BG Group earnings fall as Egyptian and US businesses hit

Sharp declines in the value of its Egyptian gas and US shale businesses have led to full-year earnings at BG Group falling by a third.

Writedowns of $2.4bn, flagged last week in a surprise profits and production warning, pushed the FTSE 100 oil and gas producer into a fourth-quarter post-tax loss of $1.1bn.

BG Group signalled last week that it would take a $1.3bn impairment on its Egyptian business as diversions of gas from export to domestic consumption forced it to declare force majeure in the country.

A glut in US shale gas also prompted it to trim planned production and book a further $1.1bn impairment charge.

Chris Finlayson, chief executive, said he hoped BG Group would have “sufficient flexibility to honour customer contracts” for the supply of liquefied natural gas cargoes. He pointed to a downturn in capital expenditure in the next two years as projects in Australia and Brazil came on stream.

The company would continue to consider a range of asset sales in a disposal programme that has already raised more than $8bn, he said. “Nothing is sacred in that process.”

Mr Finlayson reiterated guidance for production in 2015 to be in the range of 710,000 to 750,000 barrels of oil equivalent a day, buoyed by contributions from its $20.4bn LNG project in Queensland, Australia, where production is expected to begin by the end of the year.

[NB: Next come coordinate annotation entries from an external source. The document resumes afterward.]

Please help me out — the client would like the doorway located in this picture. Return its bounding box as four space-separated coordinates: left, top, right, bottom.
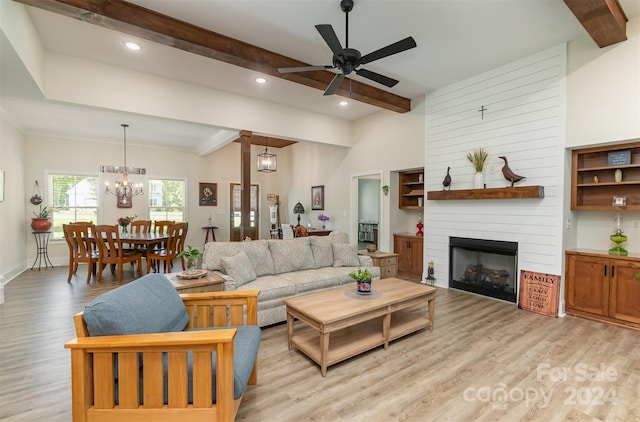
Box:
229 183 260 242
352 172 385 250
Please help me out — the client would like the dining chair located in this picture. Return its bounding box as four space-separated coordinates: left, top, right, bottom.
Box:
153 220 176 234
129 220 151 257
130 220 151 233
147 223 189 273
94 224 142 284
62 223 99 284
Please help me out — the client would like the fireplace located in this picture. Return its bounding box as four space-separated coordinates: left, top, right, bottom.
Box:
449 237 518 303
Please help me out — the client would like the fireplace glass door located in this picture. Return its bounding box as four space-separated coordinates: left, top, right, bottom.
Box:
449 237 518 303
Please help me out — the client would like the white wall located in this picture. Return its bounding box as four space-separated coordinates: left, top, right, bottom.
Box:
0 113 26 283
424 45 566 292
567 17 640 253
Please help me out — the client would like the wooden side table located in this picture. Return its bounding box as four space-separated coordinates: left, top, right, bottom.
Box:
165 271 224 293
31 231 53 271
358 250 398 278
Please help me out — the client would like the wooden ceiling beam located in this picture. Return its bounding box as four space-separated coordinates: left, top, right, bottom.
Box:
564 0 629 48
14 0 411 113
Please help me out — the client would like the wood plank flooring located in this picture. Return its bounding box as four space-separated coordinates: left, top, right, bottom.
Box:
0 267 640 422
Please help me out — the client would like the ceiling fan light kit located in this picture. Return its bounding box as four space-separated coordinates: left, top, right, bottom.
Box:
278 0 417 95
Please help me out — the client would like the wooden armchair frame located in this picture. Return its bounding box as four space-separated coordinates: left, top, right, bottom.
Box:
64 290 259 422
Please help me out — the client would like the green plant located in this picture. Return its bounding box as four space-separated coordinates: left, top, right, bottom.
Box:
178 245 202 266
467 147 489 172
33 205 49 218
349 268 372 281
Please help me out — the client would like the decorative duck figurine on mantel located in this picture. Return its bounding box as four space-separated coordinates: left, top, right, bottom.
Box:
498 156 525 187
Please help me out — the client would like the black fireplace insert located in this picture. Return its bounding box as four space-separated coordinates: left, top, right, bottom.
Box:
449 237 518 303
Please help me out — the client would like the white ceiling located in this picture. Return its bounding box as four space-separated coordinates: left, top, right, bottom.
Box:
0 0 640 153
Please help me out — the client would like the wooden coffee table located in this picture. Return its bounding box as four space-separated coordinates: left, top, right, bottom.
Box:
284 278 436 376
165 271 224 293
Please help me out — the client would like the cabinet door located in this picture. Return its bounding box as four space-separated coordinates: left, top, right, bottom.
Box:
566 255 611 316
609 261 640 323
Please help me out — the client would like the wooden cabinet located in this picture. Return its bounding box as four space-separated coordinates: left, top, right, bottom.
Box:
565 250 640 329
393 234 424 281
571 142 640 211
358 250 398 278
398 168 424 210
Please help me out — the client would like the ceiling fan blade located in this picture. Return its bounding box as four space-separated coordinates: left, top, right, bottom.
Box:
316 24 344 56
356 69 400 88
360 37 417 64
278 64 333 73
324 73 344 95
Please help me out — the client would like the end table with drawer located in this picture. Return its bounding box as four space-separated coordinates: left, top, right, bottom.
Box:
165 271 224 293
358 250 398 278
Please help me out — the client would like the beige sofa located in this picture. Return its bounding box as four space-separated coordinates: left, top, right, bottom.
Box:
203 233 380 327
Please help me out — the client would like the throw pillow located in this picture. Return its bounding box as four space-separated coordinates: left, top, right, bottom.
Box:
220 252 257 286
331 243 360 267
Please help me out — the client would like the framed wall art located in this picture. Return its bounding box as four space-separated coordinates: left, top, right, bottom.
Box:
198 183 218 206
311 185 324 210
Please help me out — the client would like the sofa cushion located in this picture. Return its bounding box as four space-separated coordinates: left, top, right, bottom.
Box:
309 232 349 268
331 243 360 267
280 267 353 299
267 237 315 274
238 275 296 307
84 274 189 336
309 236 333 268
203 240 274 277
220 251 257 286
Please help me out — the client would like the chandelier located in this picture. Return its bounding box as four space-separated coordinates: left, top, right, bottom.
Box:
258 140 278 173
100 123 147 208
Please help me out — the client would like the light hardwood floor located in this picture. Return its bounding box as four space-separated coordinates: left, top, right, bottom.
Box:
0 267 640 422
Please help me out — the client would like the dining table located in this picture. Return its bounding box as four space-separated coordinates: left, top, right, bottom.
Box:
89 233 169 274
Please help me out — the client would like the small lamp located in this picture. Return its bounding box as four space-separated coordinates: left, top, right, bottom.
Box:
293 201 304 227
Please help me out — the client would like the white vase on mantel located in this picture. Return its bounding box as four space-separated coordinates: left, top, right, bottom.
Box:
473 171 484 189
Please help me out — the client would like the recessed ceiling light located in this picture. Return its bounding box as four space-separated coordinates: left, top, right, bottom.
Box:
124 41 142 51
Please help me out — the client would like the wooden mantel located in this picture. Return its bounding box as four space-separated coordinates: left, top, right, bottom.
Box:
427 186 544 201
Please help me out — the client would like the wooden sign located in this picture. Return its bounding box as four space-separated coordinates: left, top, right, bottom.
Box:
518 270 560 317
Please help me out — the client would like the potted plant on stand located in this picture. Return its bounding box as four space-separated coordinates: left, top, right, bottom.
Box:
178 245 202 274
31 205 51 232
349 268 372 295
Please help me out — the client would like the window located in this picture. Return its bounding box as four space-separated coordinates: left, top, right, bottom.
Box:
149 179 186 223
47 174 98 239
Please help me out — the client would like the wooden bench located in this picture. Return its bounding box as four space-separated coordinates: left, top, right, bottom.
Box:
65 276 259 422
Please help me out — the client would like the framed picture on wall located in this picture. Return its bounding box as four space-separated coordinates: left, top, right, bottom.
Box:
198 183 218 206
311 185 324 210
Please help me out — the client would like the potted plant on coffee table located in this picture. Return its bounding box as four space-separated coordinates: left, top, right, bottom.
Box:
177 245 202 274
349 268 372 295
31 205 51 232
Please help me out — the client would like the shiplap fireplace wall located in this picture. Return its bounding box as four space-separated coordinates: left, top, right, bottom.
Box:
424 44 566 306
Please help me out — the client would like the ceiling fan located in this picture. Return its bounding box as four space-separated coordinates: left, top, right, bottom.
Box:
278 0 417 95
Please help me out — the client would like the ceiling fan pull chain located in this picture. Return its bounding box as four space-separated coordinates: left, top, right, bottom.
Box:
344 7 349 48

Last week BG Group conceded that production could fall as low as 590,000 barrels, below last year’s total of 633,000, because of expected declines in Egypt and the US. That production warning prompted shares to fall 14 per cent to £10.82 on the day. By mid-morning trading on Tuesday they were up 1.4 per cent to £10.40.

In spite of the expected production fall this year, Mr Finlayson said BG Group was on track to deliver positive cash flow by 2015 as capital expenditure across projects fell to the $8bn-$10bn range. Capital expenditure was $11.2bn, undershooting expectations of $12bn for 2013, and the company pointed to a further decline this year.

The writedowns on assets led to net earnings for the full year falling from $3.3bn to $2.2bn on revenues that edged up from $19bn to $19.1bn. A 10 per cent rise in total dividend for the year to 28.75 cents is payable from earnings per share of 64.8 cents.